Despite all this environmental pessimism and frustration with the not-so-very-thoughtful growth that seems hellbent on forever changing this part of Montana and more, downtown Bozeman remains a place I call home. I have spent the last forty years here and much of my life has played out amid a landscape now rich with my own experiences and memories. My fondness for the past mingles with my apprehension for the future, topophilia chastened by unease. My wife, Linda, worked jobs downtown as an insurance agent, as a manager for a department store, and as a fundraiser for a local non-profit agency. We toasted dozens of anniversaries and celebrated birthdays here with parents and children. The annual Christmas stroll, Memorial Day parades, and summer’s Sweet Pea Festival all revolved around this Main Street landscape. I have given public lectures here at the local bookstore and public library, taken out a loan here to build a new home, and paid parking tickets here—numerous times—for overstaying my welcome.
Decades have slipped by since my first casual stay in Bozeman. Who knows what it may be like in another 50 years? New histories will be written across its buildings and along its streets.
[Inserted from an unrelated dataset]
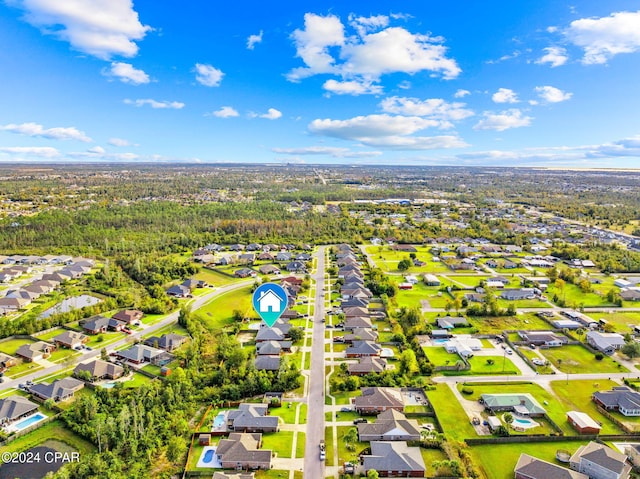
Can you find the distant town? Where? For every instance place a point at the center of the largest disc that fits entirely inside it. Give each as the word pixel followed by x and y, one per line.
pixel 439 322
A new generation of visitors and residents will experience a place shaped by everything from the evolving amenity economy to global climate change and no doubt they will possess their own versions of the Bozone. It seems likely that they will find a larger urban place, perhaps a surrounding metropolitan area of several hundred thousand residents, challenged by the realities of growing income inequality and an ever more threatened natural environment. For me, Bozeman nourished my geographical appetite, sparked my curiosity about what landscapes might mean, and gently aged my youthful optimism about the world I leave behind. For that, I am forever grateful…to these six versions of a changing scene.